Valerian DeSousa, Ph.D.
Associate Professor of Sociology
"Our moment in history demands that we all confront the crises of the day, particularly the poverty and under-development of more than one half of the globe. Some of these areas are just around our own neighborhoods."
Valerian DeSousa grew up and was educated in Bombay (now Mumbai) India, and as a young undergraduate student of economics became passionately involved in the social issues of the day. Today, he is deeply invested in working with researchers and students across the world on issues of globalization and development. He recently took a group of students to Mumbai and Pune in India to work on projects in the slums and with rescued street children, an experience that students found profoundly educational and life changing. He seeks to train students to be thoughtful intellectuals, cosmopolitan in the best sense of the word, and to work across cultures without being ethnocentric.
Dr. DeSousa developed an interest in labor issues as a consequence of his investment in equal rights, and earned a Masters Degree from India's premier institution on labor relations, and then worked for Hindustan Petroleum Corporation - one of the largest Government run petroleum companies in India - in the capacity of a labor relations officer. He subsequently studied at the University of Illinois at Urbana-Champaign where he settled into his professional identity as a sociologist.

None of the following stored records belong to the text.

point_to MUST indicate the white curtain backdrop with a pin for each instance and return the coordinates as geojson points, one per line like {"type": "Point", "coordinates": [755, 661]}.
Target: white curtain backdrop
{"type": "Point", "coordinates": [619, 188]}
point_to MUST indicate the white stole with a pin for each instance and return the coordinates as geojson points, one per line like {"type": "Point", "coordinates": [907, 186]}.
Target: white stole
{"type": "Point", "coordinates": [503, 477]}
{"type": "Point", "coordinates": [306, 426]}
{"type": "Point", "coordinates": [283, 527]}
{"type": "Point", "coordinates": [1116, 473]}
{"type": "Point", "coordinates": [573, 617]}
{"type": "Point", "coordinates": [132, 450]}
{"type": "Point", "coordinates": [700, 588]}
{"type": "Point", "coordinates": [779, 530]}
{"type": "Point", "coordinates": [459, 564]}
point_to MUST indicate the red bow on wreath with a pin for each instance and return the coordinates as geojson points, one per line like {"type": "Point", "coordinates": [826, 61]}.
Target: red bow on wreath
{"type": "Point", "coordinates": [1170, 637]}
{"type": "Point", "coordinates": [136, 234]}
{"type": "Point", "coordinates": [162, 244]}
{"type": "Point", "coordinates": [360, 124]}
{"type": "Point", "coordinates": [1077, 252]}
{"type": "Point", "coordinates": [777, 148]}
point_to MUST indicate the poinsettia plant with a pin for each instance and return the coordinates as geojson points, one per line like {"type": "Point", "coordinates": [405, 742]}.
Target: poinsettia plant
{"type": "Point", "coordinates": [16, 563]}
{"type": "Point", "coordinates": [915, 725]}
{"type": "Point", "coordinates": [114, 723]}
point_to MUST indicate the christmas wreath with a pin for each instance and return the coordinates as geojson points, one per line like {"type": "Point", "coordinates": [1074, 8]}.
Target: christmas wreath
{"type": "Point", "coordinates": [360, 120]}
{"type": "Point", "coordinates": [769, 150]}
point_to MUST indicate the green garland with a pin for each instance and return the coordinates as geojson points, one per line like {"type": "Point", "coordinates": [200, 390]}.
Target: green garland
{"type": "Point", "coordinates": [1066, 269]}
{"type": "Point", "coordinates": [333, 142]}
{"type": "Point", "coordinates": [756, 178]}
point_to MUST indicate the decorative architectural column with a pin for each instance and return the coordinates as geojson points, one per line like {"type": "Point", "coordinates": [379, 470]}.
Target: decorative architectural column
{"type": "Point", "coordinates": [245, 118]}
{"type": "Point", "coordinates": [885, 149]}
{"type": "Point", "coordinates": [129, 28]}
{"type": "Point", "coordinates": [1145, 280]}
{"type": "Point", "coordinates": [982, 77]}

In Illinois, he also participated in the Unit for Criticism and Interpretive Theory, an inter-disciplinary program, that helped shape his research interests. According to Valerian, his love of culture and society, and curiosity about the rich and strange relationship between the two, is nourished by sociology. He considers sociology an ideal modern discipline suited for students who have a wide range of interests and don't wish to get into narrow specializations.
Following a PhD in Sociology, Dr. DeSousa has published on the relationship between labor and law, industrial relations in India, and post-structuralist theories of the subject. He is now involved in two long term research projects. He is looking at the way the World's Fairs of the nineteenth and early twentieth century used artifacts and visual material to represent empire and its colonies. He is also doing field work on call centre work in India within the framework of theories of globalization. He is most recently the editor of a collection of inter-disciplinary essays on an emerging field of study: New Modernity. His forthcoming collection in the Comparative Literature and Culture Web series of Purdue University Press is entitled, Enigma of Arrival: New Modernities and the Third World. His own contribution, "Modernizing the Labor Subject" discusses how British colonial policy in India reformulated the manufacturing process. As a researcher, DeSousa is a bibliophile, and very interested in finding rare and unusual writings on his topics of research, and thus compiled the bibliography for the volume.
A teacher who revels in the classroom setting, DeSousa constantly refines his views of contemporary sociology, and is currently working with a colleague in the Sociology department to revise some courses to include new media, and then to produce a text book that would reflect his ideas on contemporary sociology. At WCU he wishes to promote cross-cultural models of international development. He is active with the Institute for International Development, Ethnic Studies Institute, and the Frederick Douglass Institute.